# Pseudo code for KNN classifier

In [1]:
import json
import pandas as pd
from sklearn.metrics import confusion_matrix
from sklearn.model_selection import train_test_split

In [2]:
pro_qb_data_scores = pd.read_csv('../ProData/qb_career_stats_no_career_totals.csv')
college_qb_data = pd.read_csv('../CollegeData/all_passing.csv')

## Iterate through list of matches and map college id to nfl id

In [3]:
with open('./NFL EDA/matches.json', 'r') as match_file:
  match_data = json.load(match_file)

In [4]:
player_id_tuple = [(match['nfl_id'], match['college_id']) for match in match_data]
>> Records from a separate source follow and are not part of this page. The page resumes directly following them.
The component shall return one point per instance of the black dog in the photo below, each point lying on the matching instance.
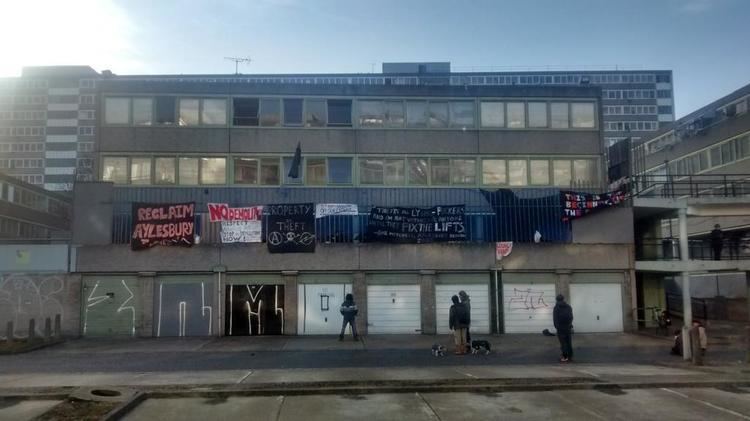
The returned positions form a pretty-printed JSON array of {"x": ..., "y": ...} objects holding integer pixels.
[{"x": 478, "y": 345}]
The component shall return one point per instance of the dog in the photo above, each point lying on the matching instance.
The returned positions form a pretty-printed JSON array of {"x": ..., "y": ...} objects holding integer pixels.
[
  {"x": 438, "y": 350},
  {"x": 479, "y": 345}
]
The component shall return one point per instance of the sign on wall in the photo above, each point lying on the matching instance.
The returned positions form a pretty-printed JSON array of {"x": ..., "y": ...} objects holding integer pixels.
[
  {"x": 576, "y": 205},
  {"x": 238, "y": 225},
  {"x": 290, "y": 228},
  {"x": 160, "y": 224},
  {"x": 417, "y": 225}
]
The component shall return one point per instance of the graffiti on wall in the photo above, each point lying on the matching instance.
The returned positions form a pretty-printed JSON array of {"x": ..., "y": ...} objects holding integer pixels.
[
  {"x": 24, "y": 297},
  {"x": 110, "y": 308},
  {"x": 254, "y": 310},
  {"x": 184, "y": 309}
]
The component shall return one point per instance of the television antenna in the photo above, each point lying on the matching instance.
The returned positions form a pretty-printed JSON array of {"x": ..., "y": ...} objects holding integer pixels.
[{"x": 237, "y": 61}]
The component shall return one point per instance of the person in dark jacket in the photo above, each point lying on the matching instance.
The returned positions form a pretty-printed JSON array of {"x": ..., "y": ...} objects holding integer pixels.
[
  {"x": 457, "y": 323},
  {"x": 562, "y": 317},
  {"x": 466, "y": 301},
  {"x": 349, "y": 310}
]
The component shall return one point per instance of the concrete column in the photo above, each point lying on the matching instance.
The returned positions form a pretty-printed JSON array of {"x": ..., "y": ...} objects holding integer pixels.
[
  {"x": 427, "y": 299},
  {"x": 359, "y": 290},
  {"x": 144, "y": 326},
  {"x": 687, "y": 307},
  {"x": 290, "y": 301}
]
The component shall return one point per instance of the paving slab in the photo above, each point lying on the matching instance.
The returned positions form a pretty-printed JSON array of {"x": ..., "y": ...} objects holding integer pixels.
[{"x": 22, "y": 410}]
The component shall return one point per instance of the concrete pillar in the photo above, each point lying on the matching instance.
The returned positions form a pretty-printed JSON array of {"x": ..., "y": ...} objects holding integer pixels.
[
  {"x": 427, "y": 298},
  {"x": 290, "y": 301},
  {"x": 359, "y": 289},
  {"x": 144, "y": 326}
]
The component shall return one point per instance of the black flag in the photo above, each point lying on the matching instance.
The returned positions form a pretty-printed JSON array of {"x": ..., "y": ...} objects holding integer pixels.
[{"x": 296, "y": 162}]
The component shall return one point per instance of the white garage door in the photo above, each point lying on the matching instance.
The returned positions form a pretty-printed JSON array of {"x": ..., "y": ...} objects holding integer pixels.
[
  {"x": 596, "y": 307},
  {"x": 480, "y": 305},
  {"x": 393, "y": 309},
  {"x": 527, "y": 307},
  {"x": 318, "y": 308}
]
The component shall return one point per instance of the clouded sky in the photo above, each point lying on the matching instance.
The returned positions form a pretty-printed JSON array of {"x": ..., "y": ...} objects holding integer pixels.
[{"x": 705, "y": 42}]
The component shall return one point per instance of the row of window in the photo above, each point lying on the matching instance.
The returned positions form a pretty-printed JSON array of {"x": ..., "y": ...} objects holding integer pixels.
[
  {"x": 23, "y": 115},
  {"x": 21, "y": 163},
  {"x": 619, "y": 126},
  {"x": 318, "y": 112},
  {"x": 22, "y": 147},
  {"x": 373, "y": 171}
]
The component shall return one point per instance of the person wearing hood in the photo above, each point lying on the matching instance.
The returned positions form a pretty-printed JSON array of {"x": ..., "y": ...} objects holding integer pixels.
[
  {"x": 349, "y": 310},
  {"x": 562, "y": 317}
]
nfl_id, college_id = list(zip(*player_id_tuple))
player_ids = pd.DataFrame.from_dict({
  'nfl_id': nfl_id,
  'college_id': college_id
}).set_index('nfl_id')

player_ids.head()

Unnamed: 0_level_0,college_id
nfl_id,Unnamed: 1_level_1
UdezKe20,kenechi-udeze-1
QualEl00,elijah-qualls-1
AmarJa00,jace-amaro-1
AttaJe00,jeremiah-attaochu-1
AdamDa01,davante-adams-1


## Reset pro data index to college player id

In [5]:
target = pro_qb_data_scores.set_index('player_id').join(player_ids, how='inner').set_index('college_id')
print(len(target))
target.head()

169


Unnamed: 0_level_0,season_count,career_score
college_id,Unnamed: 1_level_1,Unnamed: 2_level_1
brandon-allen-2,3,-0.011637
derek-anderson-1,12,-0.125445
matt-barkley-1,6,-0.249274
john-beck-1,2,-0.110608
brooks-bollinger-1,3,-0.235905


## Split Scored Pro data into tiers for model training / testing

In [6]:
TIERS = 5

sorted_scores = target.sort_values(by='career_score').reset_index()
number_of_players = len(sorted_scores)
increment = number_of_players // TIERS


prev_idx = 0
for tier_num, i in enumerate(range(increment, number_of_players, increment)):
  if tier_num == TIERS:
    sorted_scores.loc[prev_idx:, 'tier'] = tier_num
  else:
    sorted_scores.loc[prev_idx:i, 'tier'] = tier_num
    
  prev_idx = i
  
target = sorted_scores.set_index('college_id').drop(['season_count', 'career_score'], axis=1)

## Clean College

In [7]:
players_to_keep = set(target.index.values).intersection(set(college_qb_data.playerId.values))


In [8]:

college_feature_data = college_qb_data.groupby('playerId').sum().loc[players_to_keep]
print(len(college_feature_data))
target = target.loc[players_to_keep]
print(len(target))
target.head()

166
166


  college_feature_data = college_qb_data.groupby('playerId').sum().loc[players_to_keep]
  target = target.loc[players_to_keep]


Unnamed: 0_level_0,tier
college_id,Unnamed: 1_level_1
patrick-ramsey-1,2.0
brooks-bollinger-1,1.0
brady-quinn-1,2.0
marques-tuiasosopo-1,0.0
brett-hundley-1,2.0


## Train Model

### Split train and test data

In [9]:
features = college_feature_data.sort_index()
target = target.sort_index()
print(len(target), print(len(features)))

166
166 None


In [10]:
# X -> features, y -> label
X = features
y = target['tier']
 
# dividing X, y into train and test data
X_train, X_test, y_train, y_test = train_test_split(X, y, random_state = 0)

### Train model

In [11]:
from sklearn.neighbors import KNeighborsClassifier
knn = KNeighborsClassifier(n_neighbors = 8).fit(X_train, y_train)
 
# accuracy on X_test
accuracy = knn.score(X_test, y_test)
print(accuracy)
 
# creating a confusion matrix
knn_predictions = knn.predict(X_test)
cm = confusion_matrix(y_test, knn_predictions)

ValueError: Input contains NaN, infinity or a value too large for dtype('float64').